I discovered Bartok when I was in my teens, and I remember lying awake late at night, listening to the second movement from his second piano concerto while looking out the window at the stars, completely enraptured. Same thing happens with some of his other bits of "night music." 

I think that at least for western ears, music that has a certain exotic quality has magic to it, hence our infatuation with modal music, and some kinds of Russian music (composers like Borodin, Rimsky-Korsakov and Khatchaturian also sometimes do it for me in a big way).

More humbly, I have a beautiful piece on CD, a concerto for recorder titled "Moonchild's Dream," by Thomas Koppel. Very magical!

And closer to the world of popular music, I very much like some of the work of Vangelis (yes, I know: now no one will take me seriously anymore).

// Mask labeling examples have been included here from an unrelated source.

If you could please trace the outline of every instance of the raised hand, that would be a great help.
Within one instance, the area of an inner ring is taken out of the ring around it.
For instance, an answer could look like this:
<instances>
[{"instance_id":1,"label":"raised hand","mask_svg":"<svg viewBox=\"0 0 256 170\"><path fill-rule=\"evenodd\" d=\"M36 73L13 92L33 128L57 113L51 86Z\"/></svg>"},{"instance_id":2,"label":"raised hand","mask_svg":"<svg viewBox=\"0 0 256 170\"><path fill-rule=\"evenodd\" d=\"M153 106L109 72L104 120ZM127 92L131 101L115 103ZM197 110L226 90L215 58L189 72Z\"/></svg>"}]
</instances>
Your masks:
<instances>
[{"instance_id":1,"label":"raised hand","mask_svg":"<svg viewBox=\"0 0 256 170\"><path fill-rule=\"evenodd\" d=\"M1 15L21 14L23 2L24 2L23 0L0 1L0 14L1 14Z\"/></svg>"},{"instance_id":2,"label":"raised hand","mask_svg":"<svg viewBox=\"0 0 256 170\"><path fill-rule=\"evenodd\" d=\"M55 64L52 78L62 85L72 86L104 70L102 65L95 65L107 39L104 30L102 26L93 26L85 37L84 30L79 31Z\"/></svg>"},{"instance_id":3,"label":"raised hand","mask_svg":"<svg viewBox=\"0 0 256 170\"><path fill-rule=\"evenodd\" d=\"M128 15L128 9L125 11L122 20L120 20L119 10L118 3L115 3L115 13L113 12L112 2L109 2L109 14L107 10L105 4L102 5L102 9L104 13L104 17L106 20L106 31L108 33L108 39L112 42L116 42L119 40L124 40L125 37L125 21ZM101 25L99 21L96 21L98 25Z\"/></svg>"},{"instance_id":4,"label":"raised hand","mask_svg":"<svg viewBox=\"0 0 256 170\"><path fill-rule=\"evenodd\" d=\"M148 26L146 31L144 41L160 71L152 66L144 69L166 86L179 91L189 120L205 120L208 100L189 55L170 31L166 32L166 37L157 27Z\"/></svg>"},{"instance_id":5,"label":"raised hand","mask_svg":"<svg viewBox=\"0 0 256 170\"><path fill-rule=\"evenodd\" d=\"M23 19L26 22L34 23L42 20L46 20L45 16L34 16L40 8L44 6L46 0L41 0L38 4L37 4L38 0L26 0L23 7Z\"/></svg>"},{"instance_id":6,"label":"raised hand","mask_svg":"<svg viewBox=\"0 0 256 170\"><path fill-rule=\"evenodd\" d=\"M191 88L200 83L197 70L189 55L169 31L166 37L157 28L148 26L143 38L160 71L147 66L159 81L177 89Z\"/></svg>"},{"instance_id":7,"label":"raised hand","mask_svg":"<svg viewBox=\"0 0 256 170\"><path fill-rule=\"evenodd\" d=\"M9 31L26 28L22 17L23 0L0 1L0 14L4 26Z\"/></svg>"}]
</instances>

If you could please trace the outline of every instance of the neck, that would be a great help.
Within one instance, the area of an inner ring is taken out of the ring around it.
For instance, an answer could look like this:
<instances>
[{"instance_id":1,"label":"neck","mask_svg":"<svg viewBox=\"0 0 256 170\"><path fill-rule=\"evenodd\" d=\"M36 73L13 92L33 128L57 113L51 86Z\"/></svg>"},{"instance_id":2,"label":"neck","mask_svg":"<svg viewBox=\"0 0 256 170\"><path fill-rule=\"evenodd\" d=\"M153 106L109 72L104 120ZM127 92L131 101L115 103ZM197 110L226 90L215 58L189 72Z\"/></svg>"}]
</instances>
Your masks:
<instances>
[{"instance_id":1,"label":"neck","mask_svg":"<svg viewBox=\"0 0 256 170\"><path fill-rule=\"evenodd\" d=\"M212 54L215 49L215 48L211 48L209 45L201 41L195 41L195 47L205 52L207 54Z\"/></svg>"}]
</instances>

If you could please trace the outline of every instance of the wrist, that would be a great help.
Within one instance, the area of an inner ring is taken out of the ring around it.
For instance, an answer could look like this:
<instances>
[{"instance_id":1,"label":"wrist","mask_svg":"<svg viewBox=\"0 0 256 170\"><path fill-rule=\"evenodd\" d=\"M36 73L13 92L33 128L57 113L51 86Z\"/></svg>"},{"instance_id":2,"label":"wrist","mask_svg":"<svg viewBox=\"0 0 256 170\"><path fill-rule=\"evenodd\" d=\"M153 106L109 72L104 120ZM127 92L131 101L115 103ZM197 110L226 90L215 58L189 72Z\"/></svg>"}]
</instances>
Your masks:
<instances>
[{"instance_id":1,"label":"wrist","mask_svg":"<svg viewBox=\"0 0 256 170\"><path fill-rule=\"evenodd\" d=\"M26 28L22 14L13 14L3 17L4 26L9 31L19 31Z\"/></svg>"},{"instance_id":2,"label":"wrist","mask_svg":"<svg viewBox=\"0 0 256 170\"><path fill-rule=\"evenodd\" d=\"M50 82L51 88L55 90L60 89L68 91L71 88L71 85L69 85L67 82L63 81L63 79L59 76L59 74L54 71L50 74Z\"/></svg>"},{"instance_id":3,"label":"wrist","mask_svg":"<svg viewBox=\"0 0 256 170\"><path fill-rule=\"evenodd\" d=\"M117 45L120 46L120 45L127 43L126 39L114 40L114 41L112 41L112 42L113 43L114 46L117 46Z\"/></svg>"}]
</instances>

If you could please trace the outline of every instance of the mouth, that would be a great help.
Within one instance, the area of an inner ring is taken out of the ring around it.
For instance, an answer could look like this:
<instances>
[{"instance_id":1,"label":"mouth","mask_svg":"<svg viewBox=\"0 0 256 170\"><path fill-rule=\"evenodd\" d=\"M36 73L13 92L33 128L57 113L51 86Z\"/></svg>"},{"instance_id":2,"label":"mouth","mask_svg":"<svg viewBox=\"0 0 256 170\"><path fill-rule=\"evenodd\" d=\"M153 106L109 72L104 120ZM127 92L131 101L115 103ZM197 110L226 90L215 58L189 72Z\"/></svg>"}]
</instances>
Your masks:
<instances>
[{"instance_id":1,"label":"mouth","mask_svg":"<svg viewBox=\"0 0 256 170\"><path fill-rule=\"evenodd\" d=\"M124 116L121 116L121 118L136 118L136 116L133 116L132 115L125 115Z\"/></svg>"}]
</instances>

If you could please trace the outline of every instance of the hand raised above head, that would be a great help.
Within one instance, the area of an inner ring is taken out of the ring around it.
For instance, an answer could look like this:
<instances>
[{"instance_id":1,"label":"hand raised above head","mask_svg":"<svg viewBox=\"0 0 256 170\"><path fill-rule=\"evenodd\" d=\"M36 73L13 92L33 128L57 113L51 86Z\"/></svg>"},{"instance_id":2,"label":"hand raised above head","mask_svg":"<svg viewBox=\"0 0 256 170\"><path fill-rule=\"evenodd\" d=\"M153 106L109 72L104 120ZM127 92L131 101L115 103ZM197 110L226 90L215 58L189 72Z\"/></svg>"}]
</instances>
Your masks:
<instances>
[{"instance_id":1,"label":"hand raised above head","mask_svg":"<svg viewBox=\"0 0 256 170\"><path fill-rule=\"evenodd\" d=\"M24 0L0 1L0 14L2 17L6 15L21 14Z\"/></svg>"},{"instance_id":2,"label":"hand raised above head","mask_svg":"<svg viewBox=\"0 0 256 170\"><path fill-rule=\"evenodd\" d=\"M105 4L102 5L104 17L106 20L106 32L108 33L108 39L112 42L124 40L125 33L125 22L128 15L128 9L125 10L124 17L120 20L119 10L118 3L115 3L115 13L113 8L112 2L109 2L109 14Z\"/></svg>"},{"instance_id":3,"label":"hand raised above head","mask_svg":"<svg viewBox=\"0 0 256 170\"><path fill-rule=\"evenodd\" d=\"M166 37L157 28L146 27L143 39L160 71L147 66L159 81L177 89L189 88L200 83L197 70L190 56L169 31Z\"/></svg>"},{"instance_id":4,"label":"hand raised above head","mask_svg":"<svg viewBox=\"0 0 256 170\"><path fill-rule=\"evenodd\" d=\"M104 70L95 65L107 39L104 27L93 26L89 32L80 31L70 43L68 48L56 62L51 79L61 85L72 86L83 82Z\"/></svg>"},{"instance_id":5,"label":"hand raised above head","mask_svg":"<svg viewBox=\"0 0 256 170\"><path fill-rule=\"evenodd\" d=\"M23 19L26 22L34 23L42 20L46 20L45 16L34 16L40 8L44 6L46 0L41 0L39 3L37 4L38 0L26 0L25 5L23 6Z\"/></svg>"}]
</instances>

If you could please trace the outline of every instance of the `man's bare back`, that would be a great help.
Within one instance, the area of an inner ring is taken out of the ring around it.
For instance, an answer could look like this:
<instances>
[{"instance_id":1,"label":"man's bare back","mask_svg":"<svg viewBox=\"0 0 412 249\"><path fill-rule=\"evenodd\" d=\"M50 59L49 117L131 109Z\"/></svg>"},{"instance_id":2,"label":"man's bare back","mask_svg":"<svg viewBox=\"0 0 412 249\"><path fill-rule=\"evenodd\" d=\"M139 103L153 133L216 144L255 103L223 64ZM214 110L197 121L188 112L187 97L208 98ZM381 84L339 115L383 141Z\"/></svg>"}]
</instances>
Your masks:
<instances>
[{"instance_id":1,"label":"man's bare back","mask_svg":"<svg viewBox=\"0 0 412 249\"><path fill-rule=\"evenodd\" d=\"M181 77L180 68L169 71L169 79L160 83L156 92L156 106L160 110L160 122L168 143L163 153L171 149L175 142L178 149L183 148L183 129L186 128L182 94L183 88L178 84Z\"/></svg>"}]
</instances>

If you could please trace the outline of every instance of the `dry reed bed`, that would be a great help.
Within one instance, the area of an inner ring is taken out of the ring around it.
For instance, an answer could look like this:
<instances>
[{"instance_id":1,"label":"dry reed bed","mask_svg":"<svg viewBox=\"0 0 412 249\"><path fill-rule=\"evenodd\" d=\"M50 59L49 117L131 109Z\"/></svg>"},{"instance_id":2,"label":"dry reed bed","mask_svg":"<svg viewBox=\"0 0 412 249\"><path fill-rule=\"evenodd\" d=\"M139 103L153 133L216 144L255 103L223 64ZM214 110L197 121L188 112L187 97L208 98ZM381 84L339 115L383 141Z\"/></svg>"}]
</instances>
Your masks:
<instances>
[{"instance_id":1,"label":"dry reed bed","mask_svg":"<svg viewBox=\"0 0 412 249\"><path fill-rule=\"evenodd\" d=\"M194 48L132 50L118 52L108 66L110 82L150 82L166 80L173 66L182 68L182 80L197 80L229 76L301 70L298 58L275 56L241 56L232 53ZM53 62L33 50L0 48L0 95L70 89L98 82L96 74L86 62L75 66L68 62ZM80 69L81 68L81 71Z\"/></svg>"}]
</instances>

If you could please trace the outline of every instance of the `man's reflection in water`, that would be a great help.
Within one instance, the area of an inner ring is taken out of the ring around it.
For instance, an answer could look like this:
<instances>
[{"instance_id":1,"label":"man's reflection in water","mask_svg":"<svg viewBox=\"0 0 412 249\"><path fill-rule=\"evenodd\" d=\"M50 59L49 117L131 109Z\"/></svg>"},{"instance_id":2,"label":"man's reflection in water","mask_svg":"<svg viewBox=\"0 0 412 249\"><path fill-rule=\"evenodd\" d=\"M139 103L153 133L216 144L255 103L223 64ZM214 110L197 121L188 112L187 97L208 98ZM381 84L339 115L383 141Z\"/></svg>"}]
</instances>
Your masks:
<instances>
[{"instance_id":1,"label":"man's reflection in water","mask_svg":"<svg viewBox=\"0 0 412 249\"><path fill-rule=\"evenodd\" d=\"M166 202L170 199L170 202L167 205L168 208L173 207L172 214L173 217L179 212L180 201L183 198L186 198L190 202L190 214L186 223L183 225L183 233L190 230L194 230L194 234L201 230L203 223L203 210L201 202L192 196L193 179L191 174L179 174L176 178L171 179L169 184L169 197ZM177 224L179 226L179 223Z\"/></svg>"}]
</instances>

Particularly one of his more obscure CDs, titled "Soil Festivities." 

Speaking of modal music, I am a great fan of much of medieval music. Especially the less well known folk and dance music of the time.


----------



## Norse (May 10, 2010)




----------



## Ingélou (Feb 10, 2013)

This is a video I used when playing this piece on my violin. Both Gluck's melody & the Lake District scenery I find magical.


----------



## Norse (May 10, 2010)

The first of Tveitt's Hardanger Tunes, op.151


----------



## PetrB (Feb 28, 2012)

For literal illustrative / evocative, try Wagner's Forest Murmurs, an interlude from the opera Siegfried.





Ravel ~ The outdoors forest scene in L'enfant et les Sortileges





In a very different and less literal vein:
Charles Ives:
The Unanswered Question




The Pond


----------



## DrKilroy (Sep 29, 2012)

I guess that Sorcerer's Apprentice doesn't count? 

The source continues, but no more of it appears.